Today, we are pleased to announce our first Advisory Panel and Editorial Board members from the social sciences. Researchers from these communities are now invited to submit Data Descriptor manuscripts describing quantitative datasets, particularly those that may be of use for integrative analyses that stretch across the traditional boundaries between the natural and social sciences.
Advisory Panel ➥
Matthew Woollard, University of Essex, UK
Editorial Board ➥
Mercè Crosas, Harvard University, USA
David Reinstein, University of Essex, UK
In parallel, we have updated our journal’s scope statement and we have created a new section in our recommended data repository list for social sciences resources. At present, we currently recommend the Harvard Dataverse Network for datasets from the social sciences, and we plan to add more repositories to this section in due course, according to our existing criteria.
One of the main aims of Scientific Data is to promote integrative, collaborative research. Rich data descriptions, like those provided in our articles, help data travel across field boundaries and be productively reused by researchers who may not be experts in the original data-generating techniques. Our peer-review and curation process also ensure that data associated with our articles are technically sound, again giving non-experts confidence when integrating data from diverse sources.

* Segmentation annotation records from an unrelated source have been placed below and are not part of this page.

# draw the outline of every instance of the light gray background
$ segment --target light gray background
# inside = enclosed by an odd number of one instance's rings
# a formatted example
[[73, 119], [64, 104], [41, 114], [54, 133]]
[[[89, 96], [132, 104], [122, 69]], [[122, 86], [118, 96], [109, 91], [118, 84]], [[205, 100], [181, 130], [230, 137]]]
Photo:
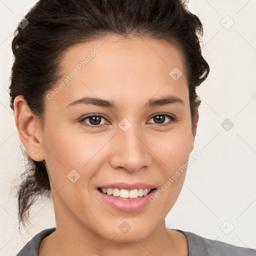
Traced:
[[[22, 234], [16, 230], [14, 188], [20, 182], [14, 180], [24, 168], [9, 106], [11, 43], [16, 21], [36, 2], [0, 0], [1, 256], [16, 255], [34, 234], [55, 226], [52, 200], [42, 200], [31, 208], [32, 225]], [[202, 156], [188, 168], [166, 226], [255, 248], [256, 0], [194, 0], [189, 8], [204, 24], [202, 52], [210, 72], [198, 90], [202, 103], [191, 156], [197, 150]], [[226, 118], [234, 124], [228, 131], [221, 126]]]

The need to increase reproducibility and reduce bias is important to all fields of science. These issues have been prominently debated in political and social sciences in 2014, and coincide with new reproducibility initiatives focused on biological research at the Nature Publishing Group and other publishers (see these two editorials at Nature for more). Some social science journals, such as Palgrave Communications, are also promoting data citation.

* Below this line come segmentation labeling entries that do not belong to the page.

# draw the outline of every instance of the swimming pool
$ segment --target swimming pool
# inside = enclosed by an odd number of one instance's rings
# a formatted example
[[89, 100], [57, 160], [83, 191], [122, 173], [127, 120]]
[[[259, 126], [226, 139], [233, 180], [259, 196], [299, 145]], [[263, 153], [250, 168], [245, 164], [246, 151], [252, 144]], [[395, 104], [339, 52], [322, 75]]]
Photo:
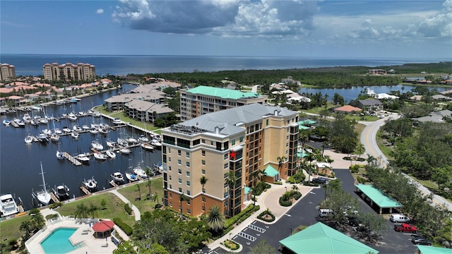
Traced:
[[41, 242], [46, 254], [67, 253], [77, 248], [71, 243], [69, 237], [77, 230], [74, 228], [58, 228]]

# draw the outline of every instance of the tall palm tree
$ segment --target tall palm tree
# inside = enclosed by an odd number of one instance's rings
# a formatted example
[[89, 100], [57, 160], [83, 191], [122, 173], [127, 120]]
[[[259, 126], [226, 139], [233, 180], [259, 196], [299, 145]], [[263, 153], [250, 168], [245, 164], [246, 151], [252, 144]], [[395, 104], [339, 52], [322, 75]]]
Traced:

Indeed, the boundaries between the social and natural sciences can already be decidedly blurry in fields like public health, cognitive science, or anthropology, all fields where we have published well-received Data Descriptors (see these examples, Mylne et al. 2014, Hanke et al. 2014, & Plooij et al. 2014). By providing a venue for sound datasets from both sides of the social and natural science divide, we feel that Scientific Data can further promote data sharing and innovative integrative research in these and other fields.